Your best bet would be to do a cross-domain AJAX request from the gamekeg.com login page to customazon.com (you'll need to send some special headers to allow the cross-domain request — read more on that link). Under normal circumstances, this is impossible unless you control both sites (which you seem to).
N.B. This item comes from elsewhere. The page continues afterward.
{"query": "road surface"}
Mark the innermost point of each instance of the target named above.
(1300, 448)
On the gamekeg.com login page, after the user has successfully logged in, you can make a call like this:

// I don't expect you to use jQuery, but I don't recall the entire
// AJAX process off of the top of my head. You may have to set
// xhr.withCredentials = true or something.
$.ajax(
    "http://customazon.com/ajax_login.php",
    {
        "username": <?php echo $username; ?>,
        "password_hash": <?php echo $password_hash; ?>
    }
);

ajax_login.php might be something like:

// Send appropriate cross-domain headers here.
// In addition, you must configure your crossdomain.xml in your root.
header("Access-Control-Allow-Methods: GET, POST, OPTIONS");
header("Access-Control-Allow-Credentials: true");
header("Access-Control-Allow-Origin: http://source.com");
header("Access-Control-Allow-Headers: Content-Type, *");
if (isset($_POST["username"]) && isset($_POST["password_hash"])) {
    setcookie("username", $_POST["username"], time() + 24 * 60 * 60);
    setcookie("password", $_POST["password_hash"], time() + 24 * 60 * 60);
}

Then, on the frame container, you can do a check every so often to see if the user is logged in (readCookie taken from QuirksMode):

function readCookie(name) {
    var nameEQ = name + "=";
    var ca = document.cookie.split(';');
    for(var i=0;i < ca.length;i++) {
            var c = ca[i];
            while (c.charAt(0)==' ') c = c.substring(1,c.length);
            if (c.indexOf(nameEQ) == 0) return c.substring(nameEQ.length,c.length);
    }
    return null;
}

function checkAjaxLogin() {
    if (readCookie("username") !== null && readCookie("password")) {
        // You're logged in now; refreshing the page should
        // do the rest, assuming the cookies are named correctly.
        window.location.refresh();
    }
}

If you can use Flash, however, the process might be expedited as Flash requests don't care about cross-domain policy. However, I haven't the skill in Flash to provide an example and there's probably plenty, anyways.